The image was clear enough even to those who had not seen the movie Alien. He was asked why, with all the pain, had he bothered with such an unimportant game? Abdul-Jabbar seemed to expect the question. If anything about him has been constant throughout his career, it has been his pride. "These guys are my teammates," he said. "But they are also my friends. They needed me."
Those familiar with Abdul-Jabbar knew there had been migraines before, usually in times of extreme tension. There had been bad ones in 1973, while he was playing for Milwaukee. They developed after seven people -- a friend and six relatives of Abdul-Jabbar's Muslim mentor, Khalifa Hamaass Abdul Khaalis, members of a group called the Hanafi -- were murdered, allegedly by rival Black Muslims, in a Washington, D.C. house that Kareem had purchased for them. Abdul-Jabbar was thought to be a target as well, and he was accompanied by a bodyguard for several weeks.

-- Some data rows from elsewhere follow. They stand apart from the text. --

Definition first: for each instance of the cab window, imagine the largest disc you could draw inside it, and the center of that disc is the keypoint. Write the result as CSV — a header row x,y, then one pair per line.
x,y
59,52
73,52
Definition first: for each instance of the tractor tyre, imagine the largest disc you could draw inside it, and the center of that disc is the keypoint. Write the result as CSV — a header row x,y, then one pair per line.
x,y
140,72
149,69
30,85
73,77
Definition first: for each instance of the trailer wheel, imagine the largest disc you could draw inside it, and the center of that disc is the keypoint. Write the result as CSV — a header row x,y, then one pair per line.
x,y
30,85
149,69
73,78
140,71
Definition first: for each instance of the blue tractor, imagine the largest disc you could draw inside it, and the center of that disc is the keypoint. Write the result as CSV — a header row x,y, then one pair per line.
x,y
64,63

The immobilizing headaches came on again in 1977, after Khaalis and his Hanafi group sought revenge by invading three Washington buildings, including the national head-quarters of B'nai B'rith. They held 132 hostages for 38 hours, leaving seven wounded and one dead. Khaalis went to jail, and the Jewish Defense League threatened to kidnap Abdul-Jabbar. This latest series of headaches--and more would follow--seemed to coincide with Abdul-Jabbar's pending divorce suit.
There are those who have always believed that a man who can dunk a basketball without leaving his feet should be the NBA's Most Valuable Player by default. Because size seems to be the primary requisite for getting the award--centers have won it 19 times in the 24 years it has been given, including Abdul-Jabbar in 1971, '72, '74, '76 and '77--the distinction isn't esteemed as highly as MVP honors in other sports. Maybe that is why smaller players--Cousy, Robertson, West, Baylor, Frazier, Erving, Havlicek, et al.--are accorded greater devotion than the giants who have played the game--Russell, Chamberlain, Abdul-Jabbar, Walton. They are expected to dominate.
Bill Russell, of course, was the perennial champion, the quintessentially unselfish team player/philosopher with the twinkly eyes and the thunderous laugh. Dominant though he was, you had to love Russell. Wilt Chamberlain, of imposing size and strength, once scored 100 points in a single game and averaged 50.4 in one season. But he was a colossus who evoked little affection. Bill Walton, one of the best all-round centers in history, has been beset by injuries; giants aren't supposed to be fragile.
SI 60: Read every story and interview in the collection
And then there is Abdul-Jabbar, the first, the only player to incorporate every desirable element of the modern game into his own. He has the speed and grace of Baylor, the skill and finesse of West, the size and very nearly the strength of Chamberlain. He is a superb shot-blocker and a better passer than some think; he has seldom had teammates worth passing to. And he has been amazingly consistent, averaging nearly 30 points and 14 rebounds a game during his career. He has constantly been harassed by defenses, often by two opponents. Perhaps he has made what he does look too easy. He is not often "spectacular." But it is astounding how often he gets a "quiet" 32 points.